On 19/10/15 21:43, Scott Arciszewski wrote:
(...)
If you have a keyspace of 2^32 possible output sequences like we do
from rand(), we can say that after 65,536 there is a 50% probability
of finding at least one collision.
It should go without saying, but if users have weak/common password
choices and their salts collide, they will end up with duplicate
bcrypt hashes.
My conclusion is thus: Yes, we do need a CSPRNG here, especially if we
want to encourage the use of the password_* API for any large system.
That assumes that:
(a) rand() has the same internal state on each password generation. Given
that it is seeded once per minit, that suggests they are using something
like cgi.
Which is not too suitable for large systems.
(b) You have people sharing the same password *and* colliding in the
same salt bucket.
Supposing that you have an equiprobable 4-byte salt (which is actually
the case to which
we fall if (a) holds), and 152 million users (the amount of the adobe
leak, biggest to date)
we would only have collisions on the top-13 passwords… not even
colliding on 1234 (maybe
relax it to the top-16 or top-25 to account for not being completely
fairy distributed).Which
are passwords in the really really bad zone, and would be cracked even
with no help of collisions.
And that's another point, a salt used by two users (ie. finding one
collision) won't speed you
much in terms of cracking their respective passwords.
Undesirable? Sure. Broken? Not really.
Tom Worster wrote:
I don't follow the logic of this hypothetical. php_rand() is *only*
relevant to this discussion if PHP can't read /dev/random or
CryptGenRandom, in which case we know that the state of php_rand()'s
LCG is not randomized (it's open to tampering) so this statistical
analysis is not possible.
I've verified that password_hash() without /dev/urandom can produce
systematically predictable salts, repeating a sequence of just two
salts. There's nothing statistical involved. Reported in bug 70743.
Seems crypt() is similarly afflicted.
Only providing two hashes *would* be very worrisome. Note however that
you are crippling rand() by always resetting the seed (those two
different outputs appear because it is xoring with the same sequence).
It's also reading unitialized memory in line 155, which is probably
accounting for the salts being different every time. And a change in
allocations for the first run being different.
Whereas on a real world usage, even if a new php instance was used every
time, you would need a GENERATE_SEED() collision. It initializes the
seed using the timestamp, pid, microseconds and thread id (plus any
state change caused if different php scripts were run).

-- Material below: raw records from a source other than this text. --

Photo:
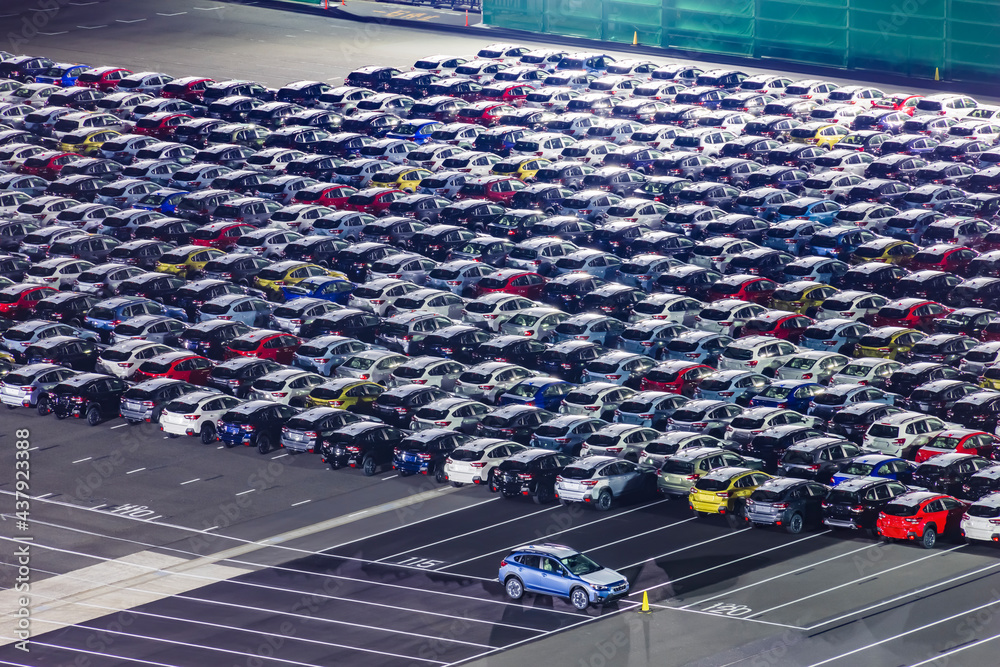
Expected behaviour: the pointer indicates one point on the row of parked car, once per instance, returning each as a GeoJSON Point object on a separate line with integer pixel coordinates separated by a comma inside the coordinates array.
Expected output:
{"type": "Point", "coordinates": [540, 293]}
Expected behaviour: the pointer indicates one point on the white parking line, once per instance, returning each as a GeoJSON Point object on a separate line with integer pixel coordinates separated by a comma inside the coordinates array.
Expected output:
{"type": "Point", "coordinates": [777, 576]}
{"type": "Point", "coordinates": [885, 640]}
{"type": "Point", "coordinates": [466, 534]}
{"type": "Point", "coordinates": [858, 580]}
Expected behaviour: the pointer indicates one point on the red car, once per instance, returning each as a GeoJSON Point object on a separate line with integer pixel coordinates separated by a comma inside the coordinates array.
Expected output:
{"type": "Point", "coordinates": [486, 113]}
{"type": "Point", "coordinates": [373, 200]}
{"type": "Point", "coordinates": [920, 516]}
{"type": "Point", "coordinates": [161, 124]}
{"type": "Point", "coordinates": [778, 324]}
{"type": "Point", "coordinates": [675, 376]}
{"type": "Point", "coordinates": [910, 313]}
{"type": "Point", "coordinates": [744, 287]}
{"type": "Point", "coordinates": [499, 189]}
{"type": "Point", "coordinates": [102, 78]}
{"type": "Point", "coordinates": [190, 88]}
{"type": "Point", "coordinates": [221, 235]}
{"type": "Point", "coordinates": [512, 281]}
{"type": "Point", "coordinates": [509, 93]}
{"type": "Point", "coordinates": [178, 365]}
{"type": "Point", "coordinates": [898, 102]}
{"type": "Point", "coordinates": [264, 344]}
{"type": "Point", "coordinates": [948, 257]}
{"type": "Point", "coordinates": [18, 301]}
{"type": "Point", "coordinates": [325, 194]}
{"type": "Point", "coordinates": [48, 164]}
{"type": "Point", "coordinates": [959, 441]}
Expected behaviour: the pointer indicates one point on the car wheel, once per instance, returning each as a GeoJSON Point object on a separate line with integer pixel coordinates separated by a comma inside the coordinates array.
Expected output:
{"type": "Point", "coordinates": [579, 598]}
{"type": "Point", "coordinates": [368, 466]}
{"type": "Point", "coordinates": [94, 415]}
{"type": "Point", "coordinates": [513, 588]}
{"type": "Point", "coordinates": [603, 502]}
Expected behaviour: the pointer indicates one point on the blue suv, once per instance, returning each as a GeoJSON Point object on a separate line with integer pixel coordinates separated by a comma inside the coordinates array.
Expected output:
{"type": "Point", "coordinates": [556, 570]}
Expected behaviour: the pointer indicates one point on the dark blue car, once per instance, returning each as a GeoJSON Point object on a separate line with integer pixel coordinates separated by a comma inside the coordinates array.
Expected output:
{"type": "Point", "coordinates": [543, 392]}
{"type": "Point", "coordinates": [792, 394]}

You have a very good point in that it would fail only if /dev/urandom
does not exist at all, my initial concerns came from thinking that it
could fail on a low-entropy case, but that won't happen on Linux
(urandom always works), and even a urandom blocking OS (eg. on FreeBSD)
wouldn't make it use the fallback code. Seems it would only be used if
(a) you don't have a /dev/urandom at all or (b) it isn't the special
file it is supposed to be (eg. it's a regular file). In which case you
are running a broken OS :)
So, changing my previous opinion, it'd be acceptable to drop it (I'd
prefer it being done in the point release, though).
Best regards